As the Forum moved to take up this last text in the afternoon, protesters disrupted the start of the meeting, demanding to take the floor and saying “we are the real people of Mother Earth” and “we are your business”.
After briefly suspending the meeting (and security coming into the room), the Chair gave the floor to the Caucus Indigenas de Abya Yala, represented by Florina Lopez.
Ms. Lopez said that, despite the oral amendments to document E/C.19/2008/L.2 as read by the Forum Rapporteur, the text did not reflect her organization’s concerns about emissions and deforestation. The list of recommendations it contained would bring about new challenges to indigenous peoples and reflected the opinions of experts and not the positions of indigenous peoples. Clean development initiatives should be examples of good practice, but none of the Caucus’s members supported those so-called “good practices”.
She reaffirmed her organization’s call for the elimination of paragraphs 5 and 37 of document E/C.19/2008/L.2, saying that Caucus’ recommendations had generally not been reflected in any of the Forum’s final documents.
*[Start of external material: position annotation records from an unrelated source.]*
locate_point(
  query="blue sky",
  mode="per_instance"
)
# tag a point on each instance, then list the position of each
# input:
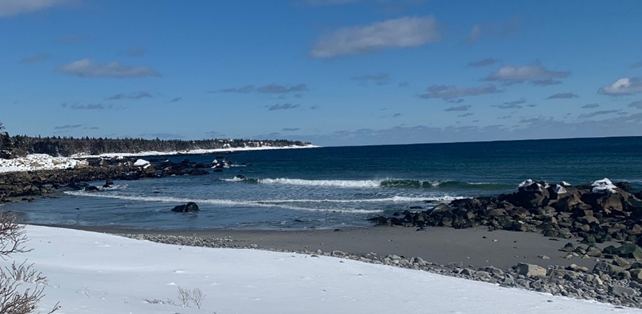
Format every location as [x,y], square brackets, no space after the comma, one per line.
[333,72]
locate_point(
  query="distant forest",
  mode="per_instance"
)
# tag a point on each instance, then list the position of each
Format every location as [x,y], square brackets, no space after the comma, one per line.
[20,145]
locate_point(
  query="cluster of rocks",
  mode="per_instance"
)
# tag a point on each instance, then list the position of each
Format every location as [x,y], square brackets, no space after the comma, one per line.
[599,212]
[603,283]
[28,185]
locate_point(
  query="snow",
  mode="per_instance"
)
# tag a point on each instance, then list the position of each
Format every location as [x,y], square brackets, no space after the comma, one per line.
[98,273]
[604,186]
[39,162]
[192,152]
[560,189]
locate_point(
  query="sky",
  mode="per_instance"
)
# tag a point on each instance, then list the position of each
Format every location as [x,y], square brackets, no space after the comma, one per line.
[332,72]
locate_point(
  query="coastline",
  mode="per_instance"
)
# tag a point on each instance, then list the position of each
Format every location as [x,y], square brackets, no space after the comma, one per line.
[473,247]
[504,258]
[191,152]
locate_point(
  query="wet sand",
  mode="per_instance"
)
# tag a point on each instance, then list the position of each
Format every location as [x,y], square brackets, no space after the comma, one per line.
[476,247]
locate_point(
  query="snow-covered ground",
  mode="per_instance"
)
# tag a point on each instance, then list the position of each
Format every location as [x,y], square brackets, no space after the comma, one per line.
[45,162]
[99,273]
[191,152]
[39,162]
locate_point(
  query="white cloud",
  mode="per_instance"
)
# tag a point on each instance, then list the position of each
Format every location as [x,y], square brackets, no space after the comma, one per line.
[636,104]
[88,68]
[537,73]
[379,78]
[35,58]
[482,63]
[15,7]
[567,95]
[623,86]
[500,30]
[459,108]
[449,92]
[397,33]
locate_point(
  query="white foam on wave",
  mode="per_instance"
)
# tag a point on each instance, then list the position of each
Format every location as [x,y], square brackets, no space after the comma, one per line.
[332,183]
[235,179]
[394,199]
[265,203]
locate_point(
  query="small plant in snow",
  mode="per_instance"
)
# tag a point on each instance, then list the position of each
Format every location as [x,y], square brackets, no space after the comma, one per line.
[14,299]
[186,297]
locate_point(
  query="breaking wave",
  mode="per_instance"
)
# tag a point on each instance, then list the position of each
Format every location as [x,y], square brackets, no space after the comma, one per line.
[387,183]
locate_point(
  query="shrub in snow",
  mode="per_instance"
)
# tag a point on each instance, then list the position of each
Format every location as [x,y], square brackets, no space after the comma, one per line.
[13,298]
[604,186]
[559,189]
[530,186]
[185,298]
[141,163]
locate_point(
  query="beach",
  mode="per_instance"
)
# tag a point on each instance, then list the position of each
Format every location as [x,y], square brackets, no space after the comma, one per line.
[474,247]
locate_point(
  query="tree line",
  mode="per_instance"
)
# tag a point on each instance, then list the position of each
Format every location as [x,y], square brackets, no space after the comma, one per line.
[20,145]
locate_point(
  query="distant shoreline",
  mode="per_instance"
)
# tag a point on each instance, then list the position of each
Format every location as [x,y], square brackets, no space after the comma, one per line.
[191,152]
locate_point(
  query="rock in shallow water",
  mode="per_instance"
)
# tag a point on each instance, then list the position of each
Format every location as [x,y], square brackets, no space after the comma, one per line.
[190,207]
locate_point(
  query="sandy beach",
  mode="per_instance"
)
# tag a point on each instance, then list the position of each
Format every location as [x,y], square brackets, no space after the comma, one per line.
[474,247]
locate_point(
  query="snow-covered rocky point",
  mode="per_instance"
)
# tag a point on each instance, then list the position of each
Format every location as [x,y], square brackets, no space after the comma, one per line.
[39,162]
[99,273]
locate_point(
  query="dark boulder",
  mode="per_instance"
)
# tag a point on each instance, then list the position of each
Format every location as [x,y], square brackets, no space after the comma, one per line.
[190,207]
[92,188]
[625,186]
[198,172]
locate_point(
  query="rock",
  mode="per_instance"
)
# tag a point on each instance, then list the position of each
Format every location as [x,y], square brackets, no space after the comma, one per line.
[618,261]
[568,247]
[606,268]
[629,250]
[625,186]
[198,172]
[468,272]
[187,208]
[593,251]
[337,253]
[636,274]
[493,270]
[574,267]
[530,270]
[621,291]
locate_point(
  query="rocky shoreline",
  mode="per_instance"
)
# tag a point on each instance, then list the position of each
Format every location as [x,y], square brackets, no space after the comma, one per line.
[29,185]
[594,213]
[575,282]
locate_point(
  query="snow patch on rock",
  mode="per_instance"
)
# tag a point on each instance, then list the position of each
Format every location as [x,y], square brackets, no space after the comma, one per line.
[40,162]
[604,186]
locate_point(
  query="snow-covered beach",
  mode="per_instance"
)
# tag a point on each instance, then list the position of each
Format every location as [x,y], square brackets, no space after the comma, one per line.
[99,273]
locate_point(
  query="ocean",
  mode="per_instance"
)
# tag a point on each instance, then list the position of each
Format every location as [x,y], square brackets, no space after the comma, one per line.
[332,187]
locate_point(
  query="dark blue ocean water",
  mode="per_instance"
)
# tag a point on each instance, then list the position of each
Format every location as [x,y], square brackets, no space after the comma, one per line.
[339,186]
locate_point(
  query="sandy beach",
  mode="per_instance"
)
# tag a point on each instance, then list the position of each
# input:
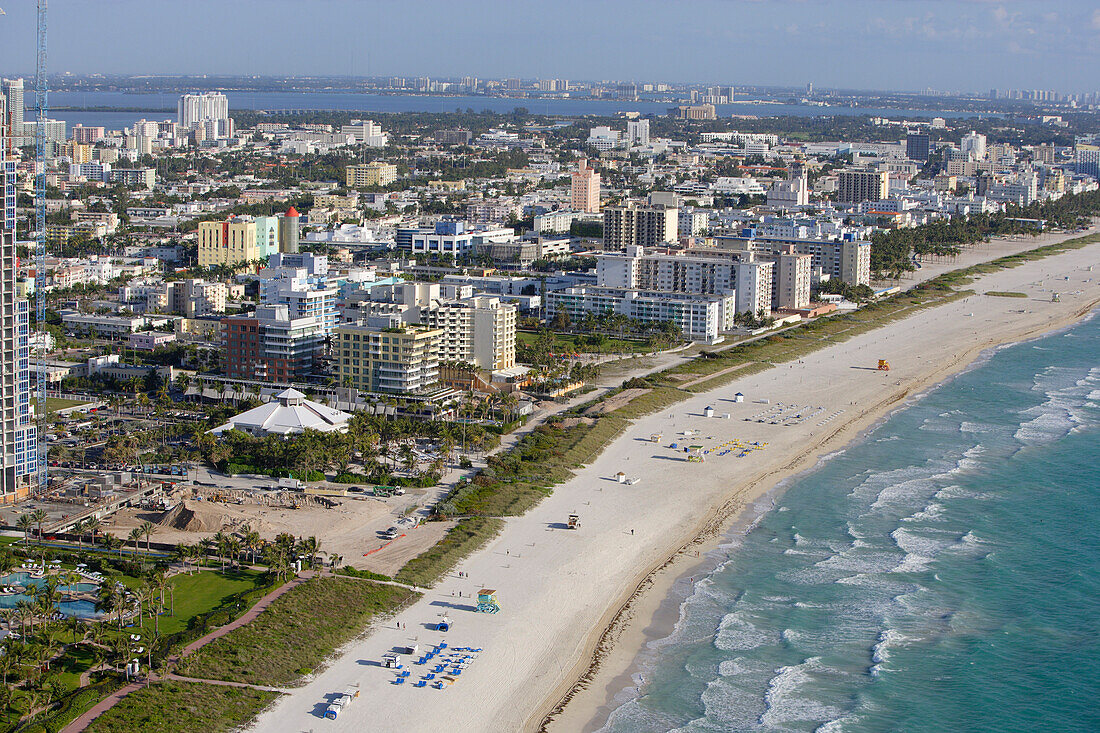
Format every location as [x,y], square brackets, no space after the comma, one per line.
[563,592]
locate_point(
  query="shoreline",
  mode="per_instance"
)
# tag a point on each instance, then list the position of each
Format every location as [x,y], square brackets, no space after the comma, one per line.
[561,590]
[652,610]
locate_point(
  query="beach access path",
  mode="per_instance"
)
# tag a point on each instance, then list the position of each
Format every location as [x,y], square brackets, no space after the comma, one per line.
[108,702]
[560,588]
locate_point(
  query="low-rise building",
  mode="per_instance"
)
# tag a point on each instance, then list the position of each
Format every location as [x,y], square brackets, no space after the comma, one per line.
[103,326]
[371,174]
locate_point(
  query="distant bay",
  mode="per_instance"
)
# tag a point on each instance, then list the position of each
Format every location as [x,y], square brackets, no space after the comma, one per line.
[109,108]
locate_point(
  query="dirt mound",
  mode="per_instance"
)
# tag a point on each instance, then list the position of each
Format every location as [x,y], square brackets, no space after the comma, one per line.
[197,516]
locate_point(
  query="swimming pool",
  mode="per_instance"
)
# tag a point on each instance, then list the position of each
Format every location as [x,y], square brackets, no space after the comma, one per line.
[68,608]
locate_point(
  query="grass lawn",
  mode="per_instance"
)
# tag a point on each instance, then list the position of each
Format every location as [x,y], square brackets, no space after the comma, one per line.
[570,342]
[296,633]
[183,708]
[200,592]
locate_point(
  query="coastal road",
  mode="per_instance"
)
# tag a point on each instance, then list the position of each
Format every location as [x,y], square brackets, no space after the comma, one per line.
[559,588]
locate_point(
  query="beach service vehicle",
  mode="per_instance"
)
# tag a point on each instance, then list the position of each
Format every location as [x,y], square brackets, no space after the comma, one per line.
[486,601]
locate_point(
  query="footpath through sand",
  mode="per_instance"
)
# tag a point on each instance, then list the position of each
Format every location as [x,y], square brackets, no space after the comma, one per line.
[559,589]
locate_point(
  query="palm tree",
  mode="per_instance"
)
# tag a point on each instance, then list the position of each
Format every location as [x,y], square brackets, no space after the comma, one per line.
[233,548]
[91,525]
[25,523]
[25,609]
[75,626]
[218,543]
[309,547]
[149,529]
[40,516]
[111,543]
[134,536]
[111,601]
[252,543]
[143,598]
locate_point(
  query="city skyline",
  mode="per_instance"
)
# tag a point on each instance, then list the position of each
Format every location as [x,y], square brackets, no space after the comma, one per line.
[899,44]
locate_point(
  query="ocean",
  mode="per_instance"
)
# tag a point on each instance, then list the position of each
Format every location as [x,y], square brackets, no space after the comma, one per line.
[942,573]
[373,102]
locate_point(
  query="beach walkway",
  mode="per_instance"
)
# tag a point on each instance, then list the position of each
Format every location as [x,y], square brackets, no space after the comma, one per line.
[105,704]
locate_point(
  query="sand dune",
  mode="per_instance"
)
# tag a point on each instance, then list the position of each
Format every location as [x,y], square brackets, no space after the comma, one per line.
[561,590]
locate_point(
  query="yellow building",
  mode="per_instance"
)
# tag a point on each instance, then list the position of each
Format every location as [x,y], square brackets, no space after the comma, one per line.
[371,174]
[78,152]
[227,242]
[396,360]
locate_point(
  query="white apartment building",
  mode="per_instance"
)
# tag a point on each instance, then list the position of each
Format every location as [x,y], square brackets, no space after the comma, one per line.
[639,226]
[789,194]
[693,221]
[477,329]
[974,146]
[584,188]
[604,139]
[741,276]
[700,317]
[847,259]
[367,132]
[480,330]
[637,132]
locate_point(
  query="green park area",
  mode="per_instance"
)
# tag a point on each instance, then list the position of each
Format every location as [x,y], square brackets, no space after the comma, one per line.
[297,632]
[183,708]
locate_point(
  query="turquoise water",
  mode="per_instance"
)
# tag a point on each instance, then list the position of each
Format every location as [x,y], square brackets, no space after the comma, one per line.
[78,609]
[941,575]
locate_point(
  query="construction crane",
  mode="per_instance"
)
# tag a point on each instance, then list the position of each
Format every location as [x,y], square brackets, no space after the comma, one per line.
[40,228]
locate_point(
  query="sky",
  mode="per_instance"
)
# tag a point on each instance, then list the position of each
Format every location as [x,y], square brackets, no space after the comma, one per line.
[952,45]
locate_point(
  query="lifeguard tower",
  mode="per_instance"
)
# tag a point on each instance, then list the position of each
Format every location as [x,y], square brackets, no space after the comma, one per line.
[486,601]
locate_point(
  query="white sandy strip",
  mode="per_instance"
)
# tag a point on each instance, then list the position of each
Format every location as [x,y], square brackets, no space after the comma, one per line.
[557,586]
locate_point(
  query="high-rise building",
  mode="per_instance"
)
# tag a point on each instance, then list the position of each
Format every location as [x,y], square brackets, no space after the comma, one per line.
[696,112]
[288,231]
[13,111]
[639,226]
[856,186]
[383,354]
[584,190]
[18,430]
[271,346]
[88,135]
[916,146]
[371,174]
[207,112]
[974,146]
[637,132]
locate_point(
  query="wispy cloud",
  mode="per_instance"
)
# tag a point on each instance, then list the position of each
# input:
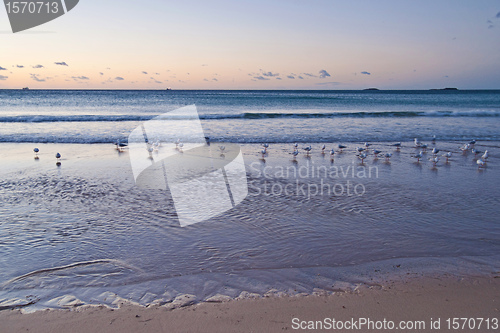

The Forum should have based its recommendations on principles of the Declaration supporting the right of indigenous peoples to live in a healthy environment.
After a second brief suspension, Ms. Tauli-Corpuz explained that the Forum had spent several hours negotiating this controversial text, which had to do with climate change, to reflect the reservations of indigenous peoples.
The Rapporteur then reread the oral amendments, including the last sentence of paragraph 37 and full paragraphs 41 and 42, which the Forum believed responded to the concerns of the dissenting participants.
These oral amendments said the choice of those who opted not to participate in reducing emissions from deforestation and degradation or in the Forest Carbon Partnership Facility and other carbon funds should be respected and noted that the current framework for the Reduced Emissions from Deforestation and Degradation (REDD) was not supported by most indigenous peoples. As such, the Forum said new proposals for avoiding deforestation or reducing emissions from deforestation must be guided by the Declaration.
“I think we stated very clearly that this kind of mechanism is not acceptable to most indigenous peoples, and there was a need to redesign the whole mechanism with the participation of indigenous peoples, so that the Declaration on the Rights of Indigenous Peoples was the deciding principle,” Ms. Tauli-Corpuz said.
The Forum’s reports and recommendations, including oral amendments, were presented by Rapporteur Michael Dodson of Australia.
Reflecting on the accomplishments of this year’s session, Johan Schölvinck, Director of the Division for Social Policy in the Department of Economic and Social Affairs, said the Forum provided fertile ground for a tripartite partnership between indigenous peoples, Member States and the United Nations system. Indeed, 1,700 people from 30 United Nations agencies and intergovernmental organizations, 70 States and indigenous peoples from seven social regions had participated. Due to its robust debates, recommendations had been made on climate change which strongly promoted participation of indigenous peoples in all negotiations on mitigation measures and urged the consideration of alternative systems beyond the usual.
In closing the session, Keali’i’olu’olu Gora, from the Kamakakuokalani Center for Hawaiian Studies, delivered a chant, and Mary Simat, from the Indigenous Peoples of Africa Coordinating Committee, sang an indigenous African prayer.